9.B.20 The Putative Mg2+ Transporter-C (MgtC) Family
The MgtC protein of Salmonella typhimurium is encoded by a gene found upstream of the mgtB gene and probably within the same operon (mgtCBR) with it. The MgtB protein is known to be a Mg2+-transporting P-type ATPase (TC #3.A.3). It was suggested on the basis of gene proximity without direct experimental evidence that MgtC is an auxiliary protein for MgtB function. However, in Mycobacterium tuberculosis, a close MgtC homologue is found in a region of the genome that does not encode a comparable MgtB homologue. Moreover, loss of MgtC, due to an mgtC knock-out mutation, prevents growth of the bacteria at low Mg2+ concentrations (10-50 µM) under low pH conditions (pH 6.2&151;6.8). Growth was restored at higher concentrations of Mg2+ (100 µM) (Alix and Blanc-Potard, 2007). The results are consistent with a Mg2+ uniport or a Mg2+:H+ antiport mechanism, but a transport function for MgtC has not yet been established. MgtC (but not MgtB) is essential for virulence. Synthesis is regulated by MgtR and an antisense RNA termed AmgR (Lee and Groisman, 2010). Roles of MgtC homologues in intramacrophage bacterial survival have been discussed (Alix and Blanc-Potard 2007).

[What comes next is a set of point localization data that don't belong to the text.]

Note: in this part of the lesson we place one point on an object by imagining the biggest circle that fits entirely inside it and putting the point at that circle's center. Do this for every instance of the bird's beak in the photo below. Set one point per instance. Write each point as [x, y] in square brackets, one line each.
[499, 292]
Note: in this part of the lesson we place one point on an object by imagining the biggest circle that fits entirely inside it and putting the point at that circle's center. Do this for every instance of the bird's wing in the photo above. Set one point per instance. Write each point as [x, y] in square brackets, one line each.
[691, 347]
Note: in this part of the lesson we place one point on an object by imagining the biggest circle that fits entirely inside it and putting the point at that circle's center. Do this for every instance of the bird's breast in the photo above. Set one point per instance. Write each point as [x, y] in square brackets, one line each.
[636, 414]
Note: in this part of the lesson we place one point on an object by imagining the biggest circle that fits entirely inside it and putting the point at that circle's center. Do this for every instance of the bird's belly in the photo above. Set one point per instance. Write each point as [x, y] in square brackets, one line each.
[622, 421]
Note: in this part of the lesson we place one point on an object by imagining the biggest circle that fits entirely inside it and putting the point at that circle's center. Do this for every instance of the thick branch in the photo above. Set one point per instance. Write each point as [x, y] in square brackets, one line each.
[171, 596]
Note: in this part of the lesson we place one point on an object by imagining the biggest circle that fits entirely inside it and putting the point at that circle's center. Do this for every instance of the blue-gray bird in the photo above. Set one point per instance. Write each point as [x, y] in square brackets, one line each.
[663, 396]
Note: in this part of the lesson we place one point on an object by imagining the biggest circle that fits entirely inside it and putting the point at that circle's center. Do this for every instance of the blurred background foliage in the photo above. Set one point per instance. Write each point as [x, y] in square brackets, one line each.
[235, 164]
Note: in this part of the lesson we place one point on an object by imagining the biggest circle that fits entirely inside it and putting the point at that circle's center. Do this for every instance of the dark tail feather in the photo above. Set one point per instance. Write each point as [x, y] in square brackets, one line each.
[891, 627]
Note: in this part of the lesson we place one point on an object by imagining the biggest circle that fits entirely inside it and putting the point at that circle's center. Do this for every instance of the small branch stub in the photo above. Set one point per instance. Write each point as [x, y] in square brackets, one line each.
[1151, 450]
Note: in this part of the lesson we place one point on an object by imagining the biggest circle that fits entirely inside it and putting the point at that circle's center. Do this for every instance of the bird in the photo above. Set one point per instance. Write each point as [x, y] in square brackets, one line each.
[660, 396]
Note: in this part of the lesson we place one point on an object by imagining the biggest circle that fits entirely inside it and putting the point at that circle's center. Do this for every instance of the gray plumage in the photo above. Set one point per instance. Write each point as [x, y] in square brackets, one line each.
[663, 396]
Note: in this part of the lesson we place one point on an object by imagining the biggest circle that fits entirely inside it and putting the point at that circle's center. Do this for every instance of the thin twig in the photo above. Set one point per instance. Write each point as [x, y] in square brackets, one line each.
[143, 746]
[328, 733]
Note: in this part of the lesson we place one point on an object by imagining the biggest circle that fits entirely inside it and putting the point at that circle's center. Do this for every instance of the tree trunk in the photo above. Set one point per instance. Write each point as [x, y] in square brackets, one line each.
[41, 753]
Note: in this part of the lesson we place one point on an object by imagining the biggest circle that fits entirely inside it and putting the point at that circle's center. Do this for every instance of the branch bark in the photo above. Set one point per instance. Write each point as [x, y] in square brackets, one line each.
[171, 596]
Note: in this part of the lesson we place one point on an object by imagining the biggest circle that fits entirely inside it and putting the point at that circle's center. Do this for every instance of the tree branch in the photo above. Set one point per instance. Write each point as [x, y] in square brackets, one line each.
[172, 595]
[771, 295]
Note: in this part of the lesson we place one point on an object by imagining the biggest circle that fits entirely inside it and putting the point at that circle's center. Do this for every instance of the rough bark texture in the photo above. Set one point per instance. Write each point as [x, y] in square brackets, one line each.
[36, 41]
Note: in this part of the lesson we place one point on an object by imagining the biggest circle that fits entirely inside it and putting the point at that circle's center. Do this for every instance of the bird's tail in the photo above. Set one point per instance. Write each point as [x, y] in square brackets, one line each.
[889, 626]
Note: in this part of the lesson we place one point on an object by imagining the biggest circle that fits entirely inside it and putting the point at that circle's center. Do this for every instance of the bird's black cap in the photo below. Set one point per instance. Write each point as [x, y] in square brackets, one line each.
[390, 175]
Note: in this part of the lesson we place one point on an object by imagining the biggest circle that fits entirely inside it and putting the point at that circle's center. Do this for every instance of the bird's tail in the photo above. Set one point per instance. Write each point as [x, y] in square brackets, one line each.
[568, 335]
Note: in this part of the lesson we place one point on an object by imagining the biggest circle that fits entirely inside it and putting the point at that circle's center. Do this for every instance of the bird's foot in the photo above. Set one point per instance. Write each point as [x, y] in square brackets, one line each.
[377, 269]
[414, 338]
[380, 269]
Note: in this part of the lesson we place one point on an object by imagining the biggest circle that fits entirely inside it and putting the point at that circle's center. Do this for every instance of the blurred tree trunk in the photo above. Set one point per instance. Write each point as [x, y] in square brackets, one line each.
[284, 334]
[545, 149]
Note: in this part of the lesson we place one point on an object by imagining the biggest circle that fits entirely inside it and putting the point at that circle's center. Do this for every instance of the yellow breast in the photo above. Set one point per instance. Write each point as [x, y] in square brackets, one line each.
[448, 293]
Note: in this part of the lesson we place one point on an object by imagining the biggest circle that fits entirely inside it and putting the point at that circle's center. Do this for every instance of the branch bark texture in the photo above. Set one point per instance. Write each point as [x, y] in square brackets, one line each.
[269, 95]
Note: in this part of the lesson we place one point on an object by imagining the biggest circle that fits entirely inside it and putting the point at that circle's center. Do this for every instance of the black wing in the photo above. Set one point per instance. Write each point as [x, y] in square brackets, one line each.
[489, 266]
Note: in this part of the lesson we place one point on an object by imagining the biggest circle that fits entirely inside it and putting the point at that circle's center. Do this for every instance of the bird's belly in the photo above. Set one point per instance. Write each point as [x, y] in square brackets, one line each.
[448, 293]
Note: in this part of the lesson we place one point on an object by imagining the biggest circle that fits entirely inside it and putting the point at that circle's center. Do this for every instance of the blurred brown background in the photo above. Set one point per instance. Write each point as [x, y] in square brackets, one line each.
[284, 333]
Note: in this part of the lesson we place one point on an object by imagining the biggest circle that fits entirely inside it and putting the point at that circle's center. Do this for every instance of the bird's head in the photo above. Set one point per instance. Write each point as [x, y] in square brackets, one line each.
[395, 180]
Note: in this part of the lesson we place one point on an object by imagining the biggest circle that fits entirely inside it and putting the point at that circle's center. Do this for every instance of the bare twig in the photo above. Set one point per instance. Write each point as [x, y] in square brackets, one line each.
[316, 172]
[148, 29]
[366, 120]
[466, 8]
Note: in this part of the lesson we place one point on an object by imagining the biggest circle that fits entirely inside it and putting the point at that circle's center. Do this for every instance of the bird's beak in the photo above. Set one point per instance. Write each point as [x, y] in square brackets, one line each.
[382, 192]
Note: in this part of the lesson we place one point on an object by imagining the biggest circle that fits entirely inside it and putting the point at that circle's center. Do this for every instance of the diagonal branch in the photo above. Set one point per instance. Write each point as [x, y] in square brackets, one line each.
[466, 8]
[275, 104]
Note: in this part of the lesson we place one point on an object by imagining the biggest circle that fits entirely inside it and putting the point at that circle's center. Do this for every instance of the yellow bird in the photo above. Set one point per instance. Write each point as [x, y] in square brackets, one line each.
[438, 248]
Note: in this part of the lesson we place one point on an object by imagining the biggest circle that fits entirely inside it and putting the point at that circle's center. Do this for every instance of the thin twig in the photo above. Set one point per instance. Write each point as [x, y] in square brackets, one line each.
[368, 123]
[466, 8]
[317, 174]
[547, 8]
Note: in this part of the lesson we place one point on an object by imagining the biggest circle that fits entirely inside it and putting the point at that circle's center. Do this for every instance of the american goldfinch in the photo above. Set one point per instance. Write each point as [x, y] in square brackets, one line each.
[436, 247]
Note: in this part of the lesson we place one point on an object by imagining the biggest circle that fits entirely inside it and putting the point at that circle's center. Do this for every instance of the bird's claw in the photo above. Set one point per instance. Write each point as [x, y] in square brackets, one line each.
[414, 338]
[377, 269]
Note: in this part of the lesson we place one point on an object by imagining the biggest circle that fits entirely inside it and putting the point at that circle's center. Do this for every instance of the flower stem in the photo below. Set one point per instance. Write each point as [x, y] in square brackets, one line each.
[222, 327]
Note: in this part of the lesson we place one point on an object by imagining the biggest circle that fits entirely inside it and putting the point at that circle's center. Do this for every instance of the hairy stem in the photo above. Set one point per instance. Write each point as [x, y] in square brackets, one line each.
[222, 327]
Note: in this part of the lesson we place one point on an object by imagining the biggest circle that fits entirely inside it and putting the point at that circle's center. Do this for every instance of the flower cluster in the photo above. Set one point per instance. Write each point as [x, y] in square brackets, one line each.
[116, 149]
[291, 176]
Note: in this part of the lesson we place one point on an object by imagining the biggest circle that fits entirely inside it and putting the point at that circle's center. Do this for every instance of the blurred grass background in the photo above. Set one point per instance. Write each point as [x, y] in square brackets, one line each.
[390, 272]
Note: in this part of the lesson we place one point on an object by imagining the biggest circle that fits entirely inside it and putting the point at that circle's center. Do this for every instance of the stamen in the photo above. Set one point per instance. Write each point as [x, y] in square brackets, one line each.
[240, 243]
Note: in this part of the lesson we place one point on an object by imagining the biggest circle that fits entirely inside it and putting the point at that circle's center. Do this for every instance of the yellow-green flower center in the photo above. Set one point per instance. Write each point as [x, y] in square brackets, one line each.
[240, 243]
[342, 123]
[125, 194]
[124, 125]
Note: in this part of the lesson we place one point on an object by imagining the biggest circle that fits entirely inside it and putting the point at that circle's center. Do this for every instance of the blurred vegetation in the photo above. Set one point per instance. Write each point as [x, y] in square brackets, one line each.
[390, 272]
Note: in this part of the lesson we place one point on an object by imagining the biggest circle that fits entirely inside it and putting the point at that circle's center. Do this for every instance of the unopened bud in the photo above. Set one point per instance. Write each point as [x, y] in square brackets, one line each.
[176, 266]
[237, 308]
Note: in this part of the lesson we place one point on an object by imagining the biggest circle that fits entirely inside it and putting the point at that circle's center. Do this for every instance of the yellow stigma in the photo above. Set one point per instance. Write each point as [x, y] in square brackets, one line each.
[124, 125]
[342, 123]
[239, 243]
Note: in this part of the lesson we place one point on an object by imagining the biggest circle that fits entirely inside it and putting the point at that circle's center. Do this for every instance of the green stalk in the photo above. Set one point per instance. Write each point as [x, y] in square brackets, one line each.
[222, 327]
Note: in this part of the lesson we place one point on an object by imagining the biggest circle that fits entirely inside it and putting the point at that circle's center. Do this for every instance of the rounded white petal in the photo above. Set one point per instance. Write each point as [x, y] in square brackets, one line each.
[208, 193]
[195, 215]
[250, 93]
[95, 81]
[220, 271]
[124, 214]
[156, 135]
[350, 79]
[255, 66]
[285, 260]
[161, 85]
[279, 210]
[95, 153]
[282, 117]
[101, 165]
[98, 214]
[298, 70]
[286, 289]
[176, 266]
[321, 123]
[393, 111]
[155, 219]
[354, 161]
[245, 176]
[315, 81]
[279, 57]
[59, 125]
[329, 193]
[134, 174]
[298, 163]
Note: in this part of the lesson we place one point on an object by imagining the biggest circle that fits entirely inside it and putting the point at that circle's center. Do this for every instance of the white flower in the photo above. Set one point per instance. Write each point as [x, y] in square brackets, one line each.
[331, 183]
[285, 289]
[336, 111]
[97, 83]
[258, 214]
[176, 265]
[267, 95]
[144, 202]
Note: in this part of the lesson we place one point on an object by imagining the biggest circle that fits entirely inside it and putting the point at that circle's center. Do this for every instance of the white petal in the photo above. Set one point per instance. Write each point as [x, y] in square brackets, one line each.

The MgtC proteins of S. typhimurium and M. tuberculosis and the SapB protein of Bacillus subtilis exhibit 4-6 putative TMSs. Homologues are found in several bacteria including cyanobacteria, but not in archaea or eukaryotes. Most of these proteins are of a similar size, but a few are reported to be substantially smaller than the three proteins cited above. For example, SrpB of Synechococcus PCC7942, a cyanobacterial plasmid-encoded protein, which is transcriptionally induced by sulfur deprivation and controlled by the CysR protein, is 182 residues long. Some archaeal and bacterial homologues are large (400-600aas) and have 14 TMS in a 5+5+7 arrangement (see family proteins 9.B.20.3.1-3).
Günzel et al. (2006) have provided some characteristics of MgtC from Salmonella enterica. This protein is required for virulence in mice. They could not obtain evidence for a transport function, but noted that in eukaryotic cells, it activates the Na+, K+-ATPase. Moreover, Alix and Blanc-Potard (2007) summarize evidence that MgtC is required for the intramacrophage survival of several pathogens. They believe that this function may be unrelated to the ability of MgtC to promote survival at low Mg2+.